Dr Bilazarian performs coronary and peripheral interventions at Lahey Clinic and Massachusetts General Hospital. He has been an investigator in the interventional laboratory for new devices including drug-eluting stents, distal protection devices, imaging devices (OCT and InfraRed), and anticoagulant pharmacotherapy.

Dr Bilazarian is an active participant in clinical trials in congestive heart failure, hypertension, coronary disease prevention, prediabetes management, anemia, atrial fibrillation, and anticoagulation/antiplatelet therapies in the outpatient setting. He has authored numerous papers and book chapters in clinical cardiology.
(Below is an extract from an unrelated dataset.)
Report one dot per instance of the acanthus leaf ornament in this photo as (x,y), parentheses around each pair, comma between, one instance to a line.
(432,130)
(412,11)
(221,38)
He was appointed as a physician advisor to the circulatory device panel of the FDA in 2008.
About this blog
My intent is to create a forum for dialogue on issues pertinent to private practice cardiology around topics such as:

  • Integration of new data and guidelines on inpatient and outpatient practice in clinical and interventional cardiology
  • Practice approaches to the extra clinical issues in dealing with managed care insurers
  • Strategies for navigating the restrictions of pharmacy benefits managers (PBMs) on pharmacologic therapies for our patients
  • Experiences with restrictions on testing and imaging
The video blog (VLOG) will provide an opportunity to share broadly different approaches to the common conundrums we face in caring for patients. My hope is that this forum will provide useful data points for practice outside of tertiary and academic centers and a look inside community hospitals and physician?s practice patterns in the office, starting with mine.